Após restauração, Serro vai exibir véus cercados de mistério na Igreja Católica

As Sibilas Diamantinas são tecidos pintados sobre linho e algodão para cobrir os altares dos templos durante a quaresma, uma tradição pagã incorporada pelo catolicismo


postado em 15/03/2020 04:00 / atualizado em 15/03/2020 10:57

O Laboratório de Ciência da Conservação da UFMG foi responsável pelo trabalho de recuperação dos véus quaresmais(foto: FOTOS: BERNARDO MAGALHÃES/DIVULGAÇÃO)
O Laboratório de Ciência da Conservação da UFMG foi responsável pelo trabalho de recuperação dos véus quaresmais (foto: FOTOS: BERNARDO MAGALHÃES/DIVULGAÇÃO)
A preservação ilumina a cultura de Minas e, sob o véu do tempo, traz descobertas fascinantes para o olhar de moradores, visitantes e demais interessados nos tesouros históricos do estado.

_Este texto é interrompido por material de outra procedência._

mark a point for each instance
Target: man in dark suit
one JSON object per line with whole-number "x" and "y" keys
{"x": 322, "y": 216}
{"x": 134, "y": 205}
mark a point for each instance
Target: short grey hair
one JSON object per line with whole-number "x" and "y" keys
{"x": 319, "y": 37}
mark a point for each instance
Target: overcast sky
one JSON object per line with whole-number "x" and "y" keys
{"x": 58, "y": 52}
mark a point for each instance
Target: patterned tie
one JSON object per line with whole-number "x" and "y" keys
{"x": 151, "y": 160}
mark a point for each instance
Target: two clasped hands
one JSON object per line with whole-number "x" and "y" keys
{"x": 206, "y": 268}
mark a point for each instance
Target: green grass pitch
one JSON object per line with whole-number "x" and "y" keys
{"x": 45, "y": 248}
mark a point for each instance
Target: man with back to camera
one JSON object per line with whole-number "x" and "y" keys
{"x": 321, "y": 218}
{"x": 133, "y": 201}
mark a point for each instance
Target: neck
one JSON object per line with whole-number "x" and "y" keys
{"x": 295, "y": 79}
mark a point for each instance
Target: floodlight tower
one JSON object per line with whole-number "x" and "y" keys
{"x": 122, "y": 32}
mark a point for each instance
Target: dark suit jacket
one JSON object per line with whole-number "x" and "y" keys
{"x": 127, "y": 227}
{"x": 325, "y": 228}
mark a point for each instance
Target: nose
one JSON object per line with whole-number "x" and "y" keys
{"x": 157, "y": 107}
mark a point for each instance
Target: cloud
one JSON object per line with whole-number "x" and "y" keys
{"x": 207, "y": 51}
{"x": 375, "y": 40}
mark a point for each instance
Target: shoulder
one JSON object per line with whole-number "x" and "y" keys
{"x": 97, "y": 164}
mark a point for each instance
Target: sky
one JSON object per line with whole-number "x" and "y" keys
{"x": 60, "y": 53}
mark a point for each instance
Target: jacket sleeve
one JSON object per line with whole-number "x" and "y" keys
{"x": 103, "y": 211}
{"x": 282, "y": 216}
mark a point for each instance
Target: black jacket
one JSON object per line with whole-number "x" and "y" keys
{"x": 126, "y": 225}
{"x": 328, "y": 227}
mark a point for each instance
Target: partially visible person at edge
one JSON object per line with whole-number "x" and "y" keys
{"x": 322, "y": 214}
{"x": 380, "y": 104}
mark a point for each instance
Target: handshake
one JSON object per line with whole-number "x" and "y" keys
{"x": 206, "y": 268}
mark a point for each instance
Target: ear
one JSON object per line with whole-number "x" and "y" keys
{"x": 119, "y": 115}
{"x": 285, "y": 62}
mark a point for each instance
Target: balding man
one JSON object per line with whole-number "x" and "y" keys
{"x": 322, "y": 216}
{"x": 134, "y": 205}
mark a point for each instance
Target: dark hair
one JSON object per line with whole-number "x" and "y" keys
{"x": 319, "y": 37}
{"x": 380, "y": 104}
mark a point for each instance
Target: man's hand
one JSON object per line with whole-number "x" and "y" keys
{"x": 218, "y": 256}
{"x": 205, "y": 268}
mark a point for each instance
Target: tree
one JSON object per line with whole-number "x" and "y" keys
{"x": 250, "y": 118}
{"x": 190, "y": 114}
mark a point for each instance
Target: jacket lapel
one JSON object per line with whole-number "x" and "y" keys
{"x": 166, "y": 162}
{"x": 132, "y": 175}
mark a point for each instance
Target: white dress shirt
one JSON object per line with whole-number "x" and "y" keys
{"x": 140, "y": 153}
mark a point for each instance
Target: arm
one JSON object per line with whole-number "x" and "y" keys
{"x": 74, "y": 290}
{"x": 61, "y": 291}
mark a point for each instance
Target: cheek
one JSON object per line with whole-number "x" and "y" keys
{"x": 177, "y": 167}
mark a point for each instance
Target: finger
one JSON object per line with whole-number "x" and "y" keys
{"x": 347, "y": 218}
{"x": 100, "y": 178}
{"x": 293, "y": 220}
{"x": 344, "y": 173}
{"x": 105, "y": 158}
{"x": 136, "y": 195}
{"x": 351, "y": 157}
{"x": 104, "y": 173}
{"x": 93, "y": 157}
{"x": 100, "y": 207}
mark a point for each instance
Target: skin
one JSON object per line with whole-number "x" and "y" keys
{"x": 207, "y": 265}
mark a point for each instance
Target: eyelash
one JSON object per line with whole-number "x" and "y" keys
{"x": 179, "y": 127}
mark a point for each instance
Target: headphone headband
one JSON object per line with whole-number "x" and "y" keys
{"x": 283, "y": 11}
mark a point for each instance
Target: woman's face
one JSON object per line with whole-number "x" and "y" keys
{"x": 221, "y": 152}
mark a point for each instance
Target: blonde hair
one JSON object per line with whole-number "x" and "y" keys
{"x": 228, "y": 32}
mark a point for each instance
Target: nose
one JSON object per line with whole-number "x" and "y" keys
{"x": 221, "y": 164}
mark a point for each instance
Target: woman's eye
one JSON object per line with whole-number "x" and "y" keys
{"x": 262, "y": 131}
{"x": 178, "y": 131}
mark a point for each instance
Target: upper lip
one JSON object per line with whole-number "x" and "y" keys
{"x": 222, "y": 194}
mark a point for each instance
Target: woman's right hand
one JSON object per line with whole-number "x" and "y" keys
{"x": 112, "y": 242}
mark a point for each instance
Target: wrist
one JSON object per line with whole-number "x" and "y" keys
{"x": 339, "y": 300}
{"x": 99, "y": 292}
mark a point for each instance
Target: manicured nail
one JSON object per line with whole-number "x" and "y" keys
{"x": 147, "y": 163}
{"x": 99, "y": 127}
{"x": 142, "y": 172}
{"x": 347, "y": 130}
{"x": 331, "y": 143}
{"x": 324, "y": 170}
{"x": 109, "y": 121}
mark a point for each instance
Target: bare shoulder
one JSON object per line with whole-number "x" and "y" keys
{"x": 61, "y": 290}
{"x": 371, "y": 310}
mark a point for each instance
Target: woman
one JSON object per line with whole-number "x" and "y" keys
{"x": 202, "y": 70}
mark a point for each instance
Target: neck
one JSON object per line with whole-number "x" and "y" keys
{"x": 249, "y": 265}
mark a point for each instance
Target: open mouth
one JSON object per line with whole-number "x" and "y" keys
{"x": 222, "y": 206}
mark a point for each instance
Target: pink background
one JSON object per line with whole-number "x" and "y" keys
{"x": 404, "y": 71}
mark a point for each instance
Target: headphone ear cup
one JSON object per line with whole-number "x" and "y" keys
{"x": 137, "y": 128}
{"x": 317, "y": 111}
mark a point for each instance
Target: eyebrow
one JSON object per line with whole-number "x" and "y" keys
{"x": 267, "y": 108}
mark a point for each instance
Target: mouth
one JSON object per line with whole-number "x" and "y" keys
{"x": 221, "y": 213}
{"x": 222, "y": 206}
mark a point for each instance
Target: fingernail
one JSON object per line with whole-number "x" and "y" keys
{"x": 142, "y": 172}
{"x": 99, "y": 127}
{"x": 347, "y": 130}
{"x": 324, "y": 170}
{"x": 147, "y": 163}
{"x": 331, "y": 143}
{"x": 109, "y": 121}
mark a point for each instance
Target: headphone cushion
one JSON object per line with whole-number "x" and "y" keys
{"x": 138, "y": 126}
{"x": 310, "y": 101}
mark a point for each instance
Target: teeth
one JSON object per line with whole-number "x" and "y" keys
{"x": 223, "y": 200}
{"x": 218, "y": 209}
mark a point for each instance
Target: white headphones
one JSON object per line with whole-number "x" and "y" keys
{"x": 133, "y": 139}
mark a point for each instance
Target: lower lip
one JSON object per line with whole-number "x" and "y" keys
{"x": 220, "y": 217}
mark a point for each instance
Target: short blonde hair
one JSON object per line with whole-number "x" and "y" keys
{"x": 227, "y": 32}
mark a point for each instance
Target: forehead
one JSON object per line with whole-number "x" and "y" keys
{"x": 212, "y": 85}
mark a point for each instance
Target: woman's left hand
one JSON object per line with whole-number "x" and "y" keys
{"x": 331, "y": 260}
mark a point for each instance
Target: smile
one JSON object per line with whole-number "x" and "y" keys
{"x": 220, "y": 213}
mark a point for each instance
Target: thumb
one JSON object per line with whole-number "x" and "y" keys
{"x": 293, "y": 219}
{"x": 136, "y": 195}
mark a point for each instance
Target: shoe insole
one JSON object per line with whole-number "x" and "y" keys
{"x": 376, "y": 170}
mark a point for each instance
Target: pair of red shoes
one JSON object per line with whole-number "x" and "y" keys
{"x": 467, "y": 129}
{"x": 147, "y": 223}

Quem passar a Semana Santa no Serro, no Vale do Jequitinhonha, poderá conhecer parte de um conjunto artístico único no mundo, pertencente à igreja Nossa Senhora do Rosário, no distrito de São Gonçalo do Rio das Pedras, e alvo de um ano de restauração.

São as Sibilas ou véus quaresmais – tecidos pintados sobre linho e algodão, nos séculos 18 e 19, usados para cobrir os altares dos templos católicos durante a quaresma. “Vamos expor as peças (de 5/4 a 12/4), mas nosso objetivo, para este ano, é mandar colocá-las em molduras, com um tipo de proteção que permita a exposição permanente na igreja”, informa o titular da Paróquia São Gonçalo do Rio das Pedras, padre Kennedy Mendes Alves.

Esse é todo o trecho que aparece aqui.